A first stop to contemplate that medieval world on a day out of London was Salisbury Cathedral. Some 90 miles west of London, the cathedral is most famous for its ever-so-slightly skewed spire, at 404 feet, the tallest in Great Britain. The cathedral sits in the middle of an immense greensward in the middle of the town of the same name. Because of its easy access from London and nearness to Stonehenge, it has a heavy influx of tourists.
As we approached the entrance, the magnitude of the attraction was evident with lines of tour buses in a parking lot disgorging passengers. We joined the crowd to enter a medieval world from floor to vaulting.

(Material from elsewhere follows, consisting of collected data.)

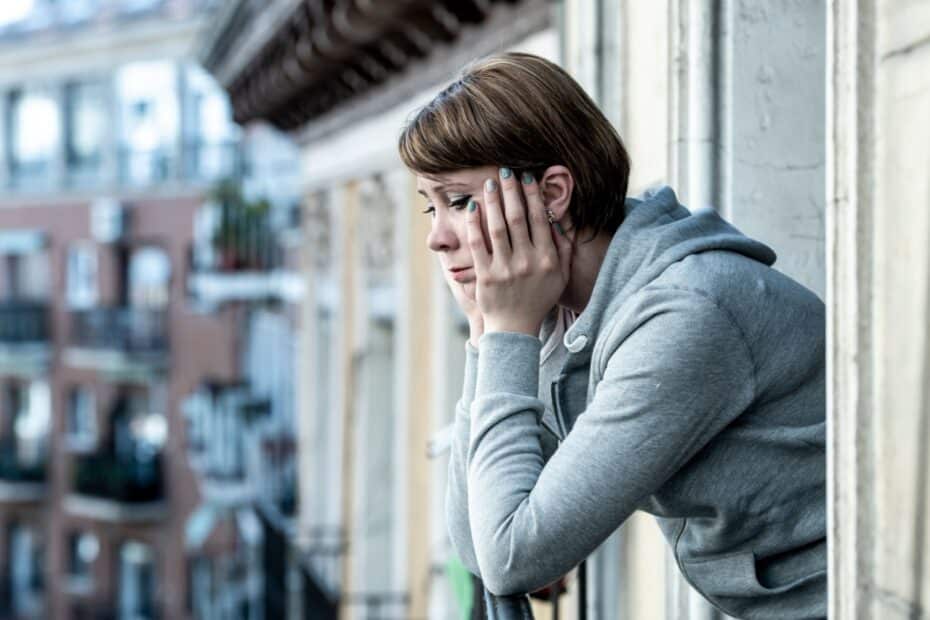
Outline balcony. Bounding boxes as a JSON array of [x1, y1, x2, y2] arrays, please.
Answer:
[[184, 382, 269, 506], [0, 301, 52, 374], [65, 306, 167, 374], [187, 187, 301, 307], [0, 437, 47, 503], [66, 451, 166, 522]]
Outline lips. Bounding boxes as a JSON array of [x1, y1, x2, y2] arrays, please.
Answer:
[[449, 266, 474, 282]]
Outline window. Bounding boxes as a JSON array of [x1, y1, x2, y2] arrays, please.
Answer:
[[8, 523, 44, 617], [8, 88, 61, 189], [65, 81, 106, 185], [66, 531, 99, 593], [116, 61, 178, 185], [6, 381, 50, 467], [65, 242, 97, 309], [183, 64, 238, 180], [66, 386, 97, 451], [2, 251, 50, 301], [128, 246, 171, 309], [118, 541, 156, 619]]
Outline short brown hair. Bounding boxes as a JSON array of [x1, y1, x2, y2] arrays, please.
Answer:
[[398, 52, 631, 236]]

The foundation stone was laid in 1220 and consecrated in 1258 but the cathedral isn’t far from the ruins of an Iron Age settlement, later Roman fort and then a Norman town known as Old Sarum where an earlier cathedral once stood. The stones of that cathedral were used to build an English Gothic architectural wonder where we stood among the others gazing upward at the vaulting supporting the building. Most extraordinary are the curving scissors arches leaping into the air where the nave and arms meet to form the traditional shape of a cross. The mason, Master Nicholas of Ely, who designed and oversaw the workers didn’t need computer programs – his architectural vision and skill was in his brilliant mind and hands.

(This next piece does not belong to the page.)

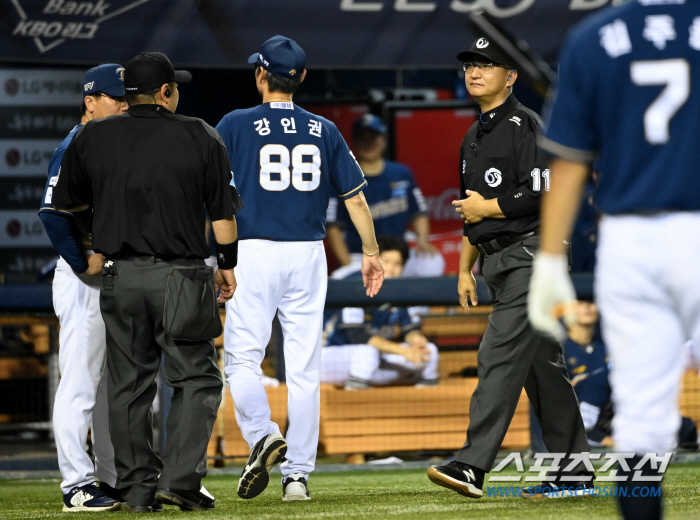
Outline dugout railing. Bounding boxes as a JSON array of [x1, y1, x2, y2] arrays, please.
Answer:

The discussion over a sandwich of crusty country bread filled with cheddar and diving Wiltshire ham washed down with local ale, centered on what to see next. Stonehenge is jammed, Avebury sounded interesting, but where I’d long to go for years was Wells. Our driver blanched when he thought I said Wales but after convincing him that wasn’t the case, we headed cross country to the small town set in the rolling Mendip hills deep in Somerset. And there I found my transcendent experience: The thin space where sacred and profane meet.
The small town of Wells is without railroad or freeway connections and therefore lacks day-trippers. It exudes a sense of peace because the center of life is the magnificent Gothic cathedral. The first known settlement was around a holy well in Late Roman times: 400 – 600 AD, a time when the Roman Empire had collapsed and England was a conglomeration of small Saxon kingdoms. The King of Wessex gave land for a church to a bishop in 705. The small church became a cathedral in 909. The foundation for the current masterpiece, the first Gothic-style church with its pointed arches and abundance of stained-glass windows in England, was laid in 1175 but the building wasn’t completed until 1508, a testament to the power of faith to persevere.
Visitors were few and quiet allowing us to wander at will and to contemplate the structure in a hushed atmosphere. Time stood still, or even ran backward. The entrance to the nave made me think that the ribbing on the ceiling was like looking into the insides of a fish or whale—a view Jonah might have seen. But again, it was the scissors arches that captured my awe. How could have William Joy, the master mason in 1338, known that to brace the central tower he needed to build magnificent swoops of stone on three sides of each of the four pillars? They were a divine inspiration.
Time slowed as we wandered the vast space, contemplating the beautiful Nave, Lady Chapel, Cloisters, and the substantial area behind the main altar called the Quire and Retroquire. The lower part of the beautiful windows are a simple jumble of glass – the remnants of the biblical scenes smashed in a time of religious strife in the 17th century.
But we returned repeatedly to the arches to wonder at their perfection and to imagine the candle-lit processions with Choristers chanting and singing as they still do.
All was silent as I imagined Evensong in my mind’s eye.
Around the sides are seats where the Canons, who managed the church and its business affairs, sat under their name; their assistants, the Vicars, sat at their feet. In the center of the room is a pillar with 32 vaulted ribs springing from it as if it were a fountain.
The windows are mostly clear glass as the originals were smashed in the 17thcentury as they had been in the main church. We crept carefully down the stairs that that resembled a gush of cascading water imagining how many Canons and Vicars must have lost their balance and fallen to their deaths as they descended in flickering candlelight.
We paused for reflection in an ancient graveyard
before strolling in the lovely quintessentially English Vicar’s Close, a stone-paved street connected to the church by an overpass called the Chain Bridge. The street is lined with about twenty lovely homes and gardens, originally built in 1348, and still occupied by fortunate cathedral staff such as the Organist and choir master. Although I have no doubt the interiors of the homes are modern and have high-speed internet, the exterior of the Close is an English dream encapsulating everything magical about English villages.
Too soon, it was time to leave.
We headed east back to London, stopping along the way to allow a herd of cows heading for their own barn. Traffic stops at milking time in the countryside. But as we approached London the present day took over and the conversation returned to the subject on everyone’s mind: Brexit and what the future held.